Il suono delle campane si diffonde nell’aria sino a valle. Sulla vetta del campanile una piccola croce in ferro fa da parafulmini.
Il rosone di vetro sotto il timpano della chiesa raffigura Gesù buon pastore.

Anticamente, dalla sommità dello stesso, partiva una grande croce di legno che terminava sopra il tetto, ora sostituita con una croce di pietra serena che sormonta il timpano. Sulla sinistra c’è un’edicola in cui si alloggia la statua della Vergine nei mesi estivi. Sulla destra una lapide ci ricorda un beato eremita che qui ebbe la sua vocazione.

Lo stipite della porta della chiesa è in pietra serena: spalancata la porta, sullo sfondo, nel presbiterio, troneggia il Santissimo Sacramento. Sotto il Santo, su mosaico in legno ricoperto da lamine in oro, è raffigurato l’Albero di Jesse e, nella nicchia, si può ammirare la statua lignea della Santa Vergine.

Essa è intagliata nel tronco di legno di fico, di cui conosciamo il valore biblico.
Risale al 1400-1500.

Bellissima nel suo manto, con in braccio il Figliol suo.
È vestita di rosso. Abitudine quat- trocentesca.
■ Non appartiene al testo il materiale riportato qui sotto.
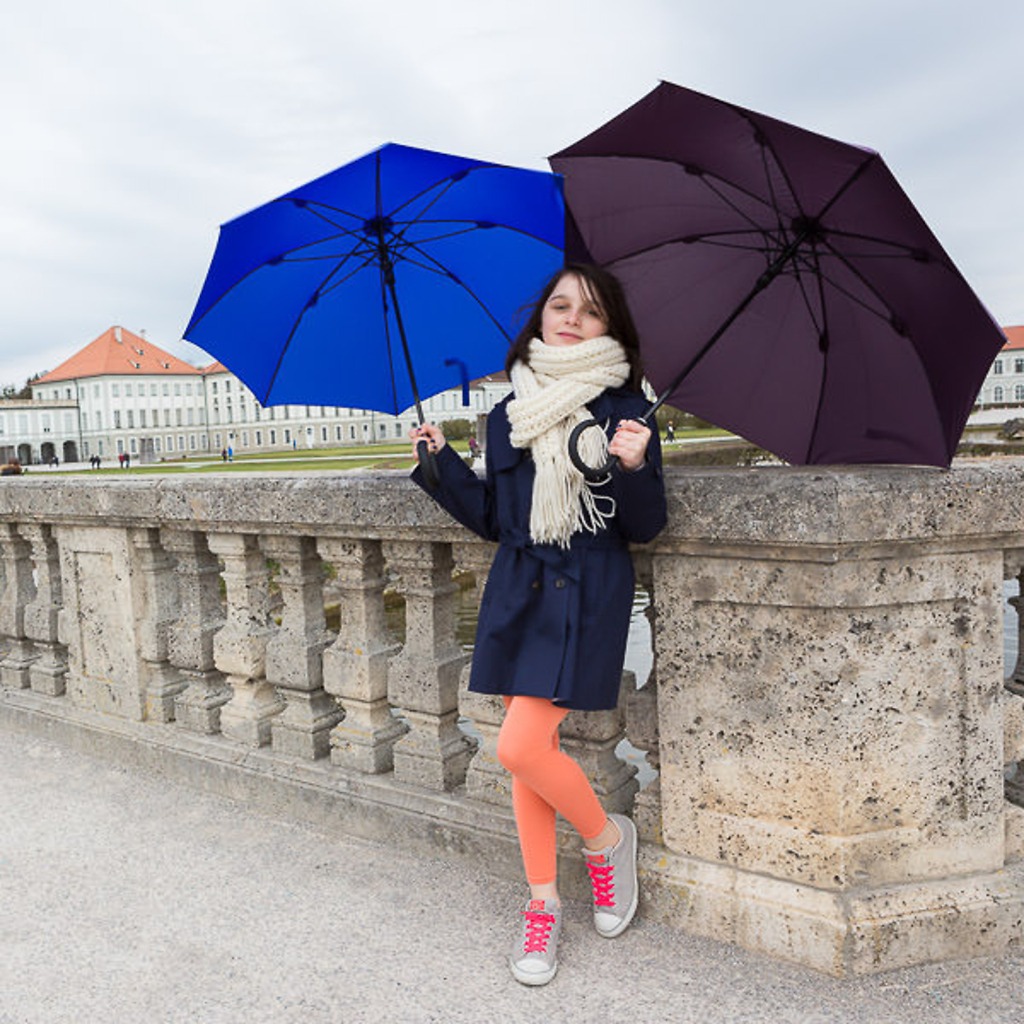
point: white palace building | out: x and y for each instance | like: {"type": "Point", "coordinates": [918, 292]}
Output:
{"type": "Point", "coordinates": [122, 394]}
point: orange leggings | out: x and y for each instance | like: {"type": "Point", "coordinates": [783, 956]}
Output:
{"type": "Point", "coordinates": [545, 781]}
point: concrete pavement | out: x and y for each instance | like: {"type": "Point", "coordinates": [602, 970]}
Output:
{"type": "Point", "coordinates": [126, 897]}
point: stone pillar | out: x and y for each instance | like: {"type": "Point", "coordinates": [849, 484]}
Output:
{"type": "Point", "coordinates": [47, 672]}
{"type": "Point", "coordinates": [162, 682]}
{"type": "Point", "coordinates": [240, 646]}
{"type": "Point", "coordinates": [830, 732]}
{"type": "Point", "coordinates": [1013, 698]}
{"type": "Point", "coordinates": [424, 678]}
{"type": "Point", "coordinates": [485, 778]}
{"type": "Point", "coordinates": [294, 653]}
{"type": "Point", "coordinates": [17, 594]}
{"type": "Point", "coordinates": [641, 719]}
{"type": "Point", "coordinates": [355, 666]}
{"type": "Point", "coordinates": [189, 638]}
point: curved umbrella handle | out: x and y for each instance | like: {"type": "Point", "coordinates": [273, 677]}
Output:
{"type": "Point", "coordinates": [592, 473]}
{"type": "Point", "coordinates": [428, 463]}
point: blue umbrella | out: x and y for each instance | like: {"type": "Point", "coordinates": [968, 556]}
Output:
{"type": "Point", "coordinates": [398, 274]}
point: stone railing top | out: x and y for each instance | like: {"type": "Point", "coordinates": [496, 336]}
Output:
{"type": "Point", "coordinates": [976, 503]}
Come vorrei soffermarmi a descrivere il volto di Maria… ma è un’esperienza che lascio a ciascuno di voi. E non basta osservarla solo una volta. Ora, dopo tanti anni, capisco perché tante persone tornano a visitarla.

Nei tempi passati quante pie persone quassù salirono in devoto pellegri- naggio, il più delle volte per implorare grazie o sciogliere voti...

Sulle pareti della chiesa sono raffigurati i principali momenti della vita della Vergine: la nascita, l’Annunciazione da parte di Gabriele messo celeste, la visita di Maria a sant’Elisabetta, le nozze di Cana, Maria sotto la croce, Maria madre della Chiesa assieme a Pietro e Giovanni.

Sulla sinistra, entrando, si trova la cappella del Crocefisso, dove si pensa sia sorta la prima cella o cella dell’angelo.
Qui Maria è tornata da sola, nel luogo in cui i ragazzi ritrovarono la sua immagine appesa a un faggio.

Sopra la nicchia, dove alloggia la statua della Vergine, due angeli custodiscono la corona di Maria Madre di Dio e Regina della Pace. Sulla sinistra del presbiterio e sulla destra si aprono due porte con le quali si accede alle sacrestie.
Un ampio salone permette ai gruppi di persone di trovare alloggio in caso di necessità o di cattivo tempo.

Nei tempi passati la capanna del pastore sopperiva a diversi bisogni, essa era sempre aperta e nel suo interno vi era un camino per riscaldarsi. Oggi non è più possibile tenerla aperta poiché le greggi non ci sono più e i pastori hanno lasciato il loro posto. Il camino, però, è rimasto e la stanzetta è adibita a ufficio ricordini.

Nei mesi invernali, quando la temperatura si abbassa e la pioggia scroscia per poi mutare in neve a ricoprir così i prati e boschi della Cella, tutta la natura tace. Sta in attesa.